“The Jokers” is another suspense-and-comedy situation about an incredibly complicated theft, and I’m a sucker for them.
It’s always good fun when teams of international thieves strap themselves into harnesses and swing across streets, lower themselves into jewel vaults, disconnect automatic alarms, tiptoe behind the backs of guards, hijack helicopters, seduce the head cop’s wife, drill through walls and sneak into the palaces of Istanbul.
Not, I hasten to add, that these maneuvers take place in “The Jokers.” None of them do, in fact. In the great tradition of “Rififi,” “Topkapi” and “Big Deal on Madonna Street,” this one also charts new paths of larceny.
The idea, see, is to snatch the British crown jewels. But not to keep them. No, the thieves plan the theft only as a test of the safeguards for these national treasures.
The conspirators are Michael Crawford and Oliver Reed, two brothers who set up a series of fake bomb scares and impersonate military officers to get inside the royal vault, under Army protection, all alone. Neat. The way they do it is suitably convincing although we don’t get any comic relief, as when Peter Ustinov held the other end of the rope in “Topkapi.”
There is some pointed British satire, however, especially in the presentation of authority figures. The top civilian cop (Harry Andrews) is portrayed as a taciturn, grim-visaged, close-lipped, hard-bitten incompetent. And the top military man (James Donald) allows photographers past police lines.

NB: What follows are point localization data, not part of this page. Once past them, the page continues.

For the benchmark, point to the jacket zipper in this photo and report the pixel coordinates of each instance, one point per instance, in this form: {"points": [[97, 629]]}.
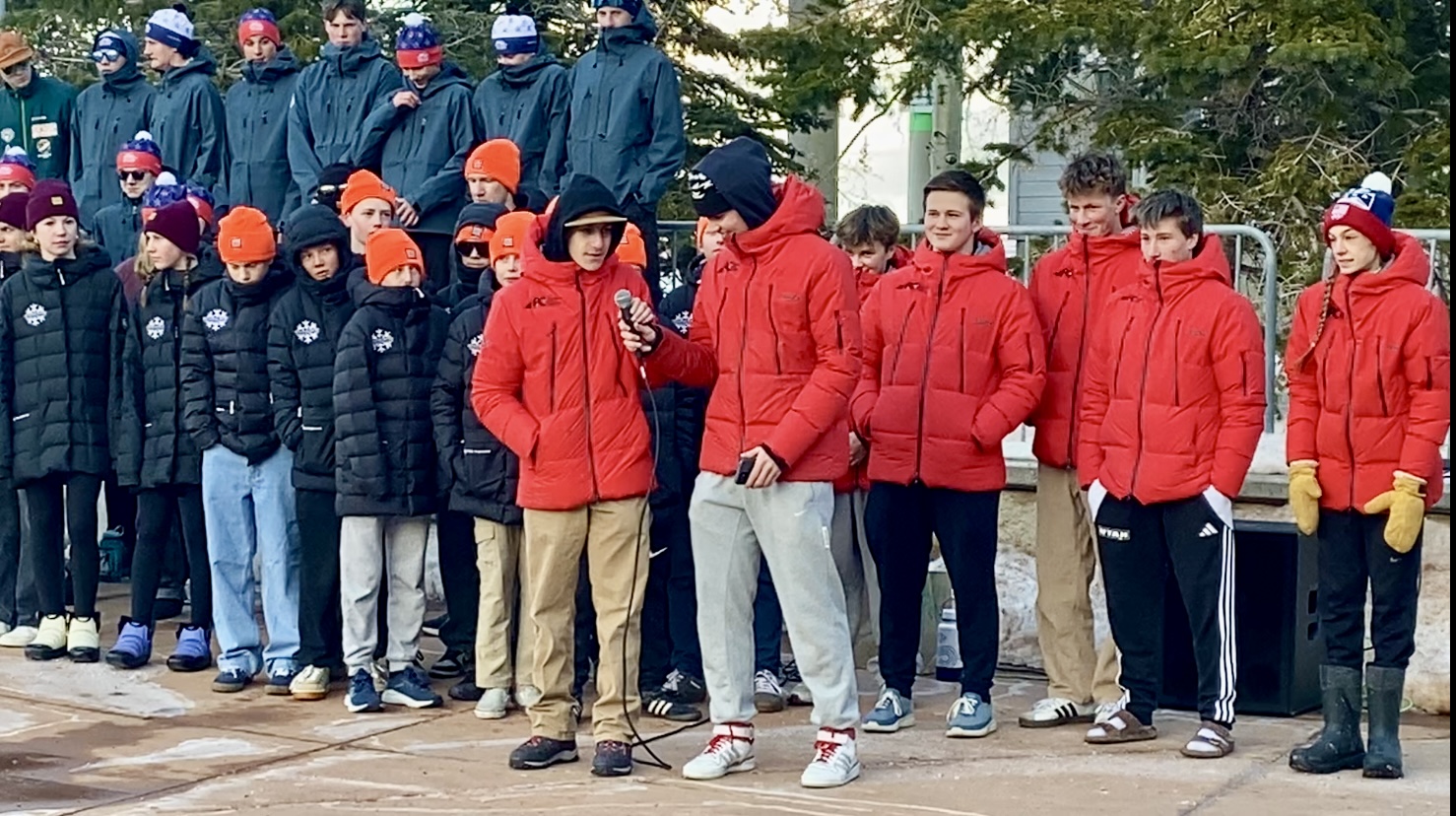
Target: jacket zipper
{"points": [[1082, 349], [1142, 385], [585, 390], [925, 372]]}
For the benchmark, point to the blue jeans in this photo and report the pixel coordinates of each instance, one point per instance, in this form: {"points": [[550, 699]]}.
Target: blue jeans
{"points": [[249, 510]]}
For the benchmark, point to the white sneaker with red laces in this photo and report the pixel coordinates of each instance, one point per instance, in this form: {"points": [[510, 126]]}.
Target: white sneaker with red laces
{"points": [[730, 751], [836, 763]]}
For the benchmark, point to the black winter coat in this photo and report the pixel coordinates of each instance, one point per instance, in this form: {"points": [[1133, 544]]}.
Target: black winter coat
{"points": [[384, 443], [303, 338], [61, 337], [225, 366], [480, 472], [680, 410], [153, 447]]}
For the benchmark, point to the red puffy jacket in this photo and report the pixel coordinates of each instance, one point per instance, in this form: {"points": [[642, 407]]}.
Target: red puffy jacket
{"points": [[954, 362], [1174, 396], [1071, 288], [555, 383], [1373, 396], [776, 337]]}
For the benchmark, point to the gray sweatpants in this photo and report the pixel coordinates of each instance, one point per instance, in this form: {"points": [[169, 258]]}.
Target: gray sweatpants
{"points": [[789, 525], [373, 550]]}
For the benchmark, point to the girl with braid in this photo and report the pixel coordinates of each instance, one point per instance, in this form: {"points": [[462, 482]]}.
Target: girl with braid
{"points": [[1369, 390]]}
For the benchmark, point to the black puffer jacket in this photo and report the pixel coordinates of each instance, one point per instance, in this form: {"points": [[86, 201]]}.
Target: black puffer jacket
{"points": [[61, 335], [303, 338], [225, 366], [480, 472], [153, 447], [389, 357]]}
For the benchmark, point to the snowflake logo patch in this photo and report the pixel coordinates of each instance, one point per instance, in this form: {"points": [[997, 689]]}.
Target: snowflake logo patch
{"points": [[306, 331], [683, 321], [381, 341]]}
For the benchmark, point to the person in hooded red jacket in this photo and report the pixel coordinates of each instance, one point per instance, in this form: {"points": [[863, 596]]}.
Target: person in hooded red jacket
{"points": [[954, 362], [555, 385], [1169, 422], [1071, 288], [1369, 405], [776, 337]]}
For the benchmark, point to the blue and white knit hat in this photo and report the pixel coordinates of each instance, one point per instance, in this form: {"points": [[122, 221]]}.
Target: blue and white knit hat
{"points": [[172, 27], [418, 42], [514, 34]]}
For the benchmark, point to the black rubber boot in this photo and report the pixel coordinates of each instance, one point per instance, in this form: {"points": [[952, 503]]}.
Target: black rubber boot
{"points": [[1339, 746], [1383, 690]]}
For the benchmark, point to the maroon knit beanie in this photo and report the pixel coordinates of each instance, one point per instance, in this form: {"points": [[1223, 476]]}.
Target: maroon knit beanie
{"points": [[49, 198], [176, 222]]}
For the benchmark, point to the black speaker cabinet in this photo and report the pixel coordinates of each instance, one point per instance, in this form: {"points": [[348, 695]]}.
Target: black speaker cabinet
{"points": [[1277, 629]]}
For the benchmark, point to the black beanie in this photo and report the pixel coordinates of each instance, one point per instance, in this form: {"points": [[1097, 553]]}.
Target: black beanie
{"points": [[734, 176], [312, 226], [584, 194]]}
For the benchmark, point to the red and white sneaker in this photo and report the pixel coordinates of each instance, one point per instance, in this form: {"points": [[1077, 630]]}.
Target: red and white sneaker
{"points": [[728, 751], [836, 761]]}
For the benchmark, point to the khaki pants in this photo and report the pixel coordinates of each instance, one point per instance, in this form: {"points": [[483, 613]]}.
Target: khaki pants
{"points": [[1066, 563], [496, 551], [613, 535]]}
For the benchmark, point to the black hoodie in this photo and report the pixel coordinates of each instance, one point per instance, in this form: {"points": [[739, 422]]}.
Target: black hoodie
{"points": [[61, 335], [225, 365]]}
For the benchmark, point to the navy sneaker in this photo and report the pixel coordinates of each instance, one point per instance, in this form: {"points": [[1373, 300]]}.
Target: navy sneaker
{"points": [[411, 688], [133, 647], [363, 696], [194, 650], [544, 752], [232, 681]]}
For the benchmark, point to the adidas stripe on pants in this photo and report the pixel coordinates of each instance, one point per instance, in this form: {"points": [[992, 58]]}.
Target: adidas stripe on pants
{"points": [[1141, 545]]}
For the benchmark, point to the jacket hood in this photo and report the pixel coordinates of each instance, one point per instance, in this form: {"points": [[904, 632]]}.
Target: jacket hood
{"points": [[351, 60], [526, 73], [267, 73], [641, 31], [128, 75], [989, 256], [201, 64], [1410, 267], [800, 212], [448, 75], [1208, 264]]}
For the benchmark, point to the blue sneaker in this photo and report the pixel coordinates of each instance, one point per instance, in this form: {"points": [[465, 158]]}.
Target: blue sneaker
{"points": [[411, 688], [363, 696], [133, 647], [970, 717], [892, 713], [232, 681], [194, 650]]}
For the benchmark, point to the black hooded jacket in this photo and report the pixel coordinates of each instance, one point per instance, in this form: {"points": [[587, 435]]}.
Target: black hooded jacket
{"points": [[225, 366], [384, 442], [153, 447], [61, 335], [303, 338]]}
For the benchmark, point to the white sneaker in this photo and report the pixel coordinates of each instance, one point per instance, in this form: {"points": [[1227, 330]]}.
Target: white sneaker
{"points": [[1054, 712], [836, 763], [493, 704], [728, 751], [310, 684], [19, 637], [527, 696]]}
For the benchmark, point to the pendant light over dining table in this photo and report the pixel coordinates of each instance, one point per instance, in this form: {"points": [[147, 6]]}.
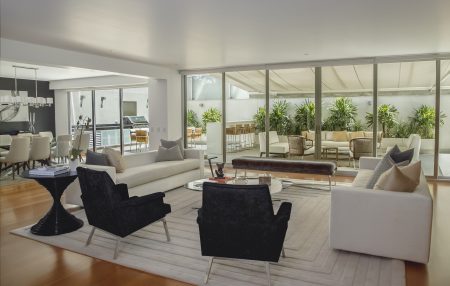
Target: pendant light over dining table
{"points": [[16, 99]]}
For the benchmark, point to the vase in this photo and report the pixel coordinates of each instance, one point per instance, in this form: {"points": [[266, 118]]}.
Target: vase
{"points": [[73, 164]]}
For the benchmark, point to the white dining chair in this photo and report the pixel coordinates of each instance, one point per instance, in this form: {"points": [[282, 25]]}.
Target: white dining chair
{"points": [[40, 150], [18, 154]]}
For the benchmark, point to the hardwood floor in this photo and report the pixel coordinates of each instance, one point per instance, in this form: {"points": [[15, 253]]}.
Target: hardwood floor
{"points": [[27, 262]]}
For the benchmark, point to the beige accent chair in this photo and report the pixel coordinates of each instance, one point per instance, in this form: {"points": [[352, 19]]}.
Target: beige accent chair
{"points": [[298, 146], [46, 134], [62, 149], [40, 150], [81, 142], [18, 154], [5, 140], [275, 146], [360, 147]]}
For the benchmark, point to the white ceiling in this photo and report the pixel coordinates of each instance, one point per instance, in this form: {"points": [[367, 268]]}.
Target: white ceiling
{"points": [[216, 33], [46, 73]]}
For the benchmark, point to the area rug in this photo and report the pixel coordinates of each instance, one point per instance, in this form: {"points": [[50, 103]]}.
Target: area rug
{"points": [[309, 259]]}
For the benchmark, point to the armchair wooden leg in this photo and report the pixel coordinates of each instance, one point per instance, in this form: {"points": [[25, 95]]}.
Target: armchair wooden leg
{"points": [[209, 269], [166, 229], [269, 282], [90, 236], [116, 250]]}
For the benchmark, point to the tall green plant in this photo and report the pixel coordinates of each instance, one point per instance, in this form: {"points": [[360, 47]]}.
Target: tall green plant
{"points": [[423, 121], [342, 115], [192, 119], [387, 118], [211, 115], [260, 119], [305, 115], [279, 118]]}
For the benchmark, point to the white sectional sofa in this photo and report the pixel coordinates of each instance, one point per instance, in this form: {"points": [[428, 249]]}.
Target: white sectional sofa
{"points": [[145, 176], [275, 146], [382, 223]]}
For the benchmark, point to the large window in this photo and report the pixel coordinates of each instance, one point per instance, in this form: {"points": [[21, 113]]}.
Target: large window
{"points": [[135, 119], [347, 105], [406, 108], [80, 106], [292, 113], [444, 134], [245, 109], [104, 107], [204, 113]]}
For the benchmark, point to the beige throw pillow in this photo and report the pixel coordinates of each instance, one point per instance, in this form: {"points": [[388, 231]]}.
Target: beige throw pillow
{"points": [[115, 159], [400, 179]]}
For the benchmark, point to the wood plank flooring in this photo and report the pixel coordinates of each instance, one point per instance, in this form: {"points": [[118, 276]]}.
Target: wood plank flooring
{"points": [[26, 262]]}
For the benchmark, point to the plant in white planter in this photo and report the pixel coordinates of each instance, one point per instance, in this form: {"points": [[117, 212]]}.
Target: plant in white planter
{"points": [[75, 152]]}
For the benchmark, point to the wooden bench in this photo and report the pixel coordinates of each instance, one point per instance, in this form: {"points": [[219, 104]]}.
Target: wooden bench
{"points": [[290, 166]]}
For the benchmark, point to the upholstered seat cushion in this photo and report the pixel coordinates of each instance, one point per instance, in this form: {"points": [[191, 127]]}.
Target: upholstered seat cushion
{"points": [[362, 178], [335, 144], [139, 175]]}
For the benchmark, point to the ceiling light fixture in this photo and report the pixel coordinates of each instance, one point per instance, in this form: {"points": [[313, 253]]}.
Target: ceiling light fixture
{"points": [[16, 99]]}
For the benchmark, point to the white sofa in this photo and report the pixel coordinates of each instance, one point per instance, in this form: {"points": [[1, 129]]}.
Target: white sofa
{"points": [[382, 223], [145, 176], [275, 146]]}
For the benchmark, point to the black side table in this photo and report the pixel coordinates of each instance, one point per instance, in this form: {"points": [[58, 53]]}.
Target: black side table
{"points": [[57, 220]]}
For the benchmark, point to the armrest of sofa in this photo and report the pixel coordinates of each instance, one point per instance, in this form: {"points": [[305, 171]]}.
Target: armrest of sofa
{"points": [[383, 223], [193, 154], [368, 162]]}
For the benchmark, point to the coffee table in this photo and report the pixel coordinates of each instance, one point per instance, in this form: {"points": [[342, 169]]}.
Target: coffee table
{"points": [[276, 185]]}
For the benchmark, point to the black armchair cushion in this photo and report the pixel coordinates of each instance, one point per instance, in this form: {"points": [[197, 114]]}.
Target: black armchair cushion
{"points": [[109, 207], [238, 221]]}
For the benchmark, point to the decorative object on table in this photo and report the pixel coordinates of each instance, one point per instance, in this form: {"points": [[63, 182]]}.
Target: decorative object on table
{"points": [[75, 152], [110, 208], [265, 179], [57, 220], [254, 235], [219, 171], [50, 170], [240, 180]]}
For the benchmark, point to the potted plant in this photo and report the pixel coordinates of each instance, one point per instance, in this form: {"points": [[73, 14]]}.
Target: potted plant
{"points": [[387, 118], [192, 119], [279, 118], [305, 115], [342, 115], [211, 115], [75, 152]]}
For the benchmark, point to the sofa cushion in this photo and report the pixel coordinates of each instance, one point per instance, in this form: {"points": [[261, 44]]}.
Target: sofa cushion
{"points": [[403, 156], [115, 159], [385, 164], [356, 134], [94, 158], [400, 179], [335, 144], [140, 175], [340, 136], [362, 178], [279, 148], [169, 144], [169, 154]]}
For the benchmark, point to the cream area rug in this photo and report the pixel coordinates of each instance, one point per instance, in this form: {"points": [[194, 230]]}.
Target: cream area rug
{"points": [[309, 259]]}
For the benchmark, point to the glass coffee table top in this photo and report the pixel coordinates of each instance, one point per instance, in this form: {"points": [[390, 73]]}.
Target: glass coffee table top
{"points": [[275, 187]]}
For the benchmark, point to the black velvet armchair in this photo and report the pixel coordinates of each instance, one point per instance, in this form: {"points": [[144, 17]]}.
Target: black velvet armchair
{"points": [[238, 221], [109, 207]]}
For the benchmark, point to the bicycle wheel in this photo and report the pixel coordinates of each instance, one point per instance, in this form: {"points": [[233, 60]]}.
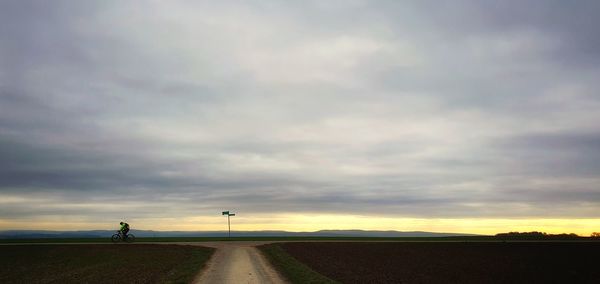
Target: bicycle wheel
{"points": [[130, 238], [115, 238]]}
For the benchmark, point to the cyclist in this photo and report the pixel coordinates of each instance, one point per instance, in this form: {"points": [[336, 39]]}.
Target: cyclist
{"points": [[124, 229]]}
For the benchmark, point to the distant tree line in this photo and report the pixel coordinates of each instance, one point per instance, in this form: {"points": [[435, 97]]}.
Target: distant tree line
{"points": [[535, 236]]}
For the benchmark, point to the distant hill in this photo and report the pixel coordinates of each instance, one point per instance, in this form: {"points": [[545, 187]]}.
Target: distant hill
{"points": [[32, 234]]}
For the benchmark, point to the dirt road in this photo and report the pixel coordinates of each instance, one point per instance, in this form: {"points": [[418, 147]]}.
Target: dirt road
{"points": [[237, 262]]}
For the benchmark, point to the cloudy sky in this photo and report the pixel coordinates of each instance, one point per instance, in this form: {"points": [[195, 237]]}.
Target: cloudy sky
{"points": [[462, 116]]}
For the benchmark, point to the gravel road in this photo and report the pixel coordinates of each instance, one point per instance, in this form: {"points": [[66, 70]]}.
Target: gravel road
{"points": [[238, 262]]}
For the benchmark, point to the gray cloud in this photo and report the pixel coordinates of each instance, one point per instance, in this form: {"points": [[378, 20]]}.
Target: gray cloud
{"points": [[412, 109]]}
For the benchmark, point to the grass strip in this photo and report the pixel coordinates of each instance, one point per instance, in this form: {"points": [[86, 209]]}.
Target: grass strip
{"points": [[292, 269]]}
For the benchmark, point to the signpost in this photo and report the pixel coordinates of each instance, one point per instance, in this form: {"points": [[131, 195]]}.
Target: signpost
{"points": [[228, 222]]}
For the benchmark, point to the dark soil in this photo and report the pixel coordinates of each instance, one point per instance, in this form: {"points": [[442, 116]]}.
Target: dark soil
{"points": [[100, 263], [452, 262]]}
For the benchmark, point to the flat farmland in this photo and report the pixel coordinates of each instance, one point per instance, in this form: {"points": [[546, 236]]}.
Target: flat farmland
{"points": [[450, 262], [88, 263]]}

Director Michael Winner has also spliced in some newsreel footage of Prime Minister Harold Wilson and Ted Heath, leader of the opposition, hearing of the stolen crown jewels. They romp around in their bathing suits while learning the grave news.
Michael Crawford, much better here than in “How I Won the War,” is surely second only to Terry-Thomas in naturally looking like a rogue. Oliver Reed is very funny as a weary, wise, heroic-but-modest military man. The crown jewels play themselves.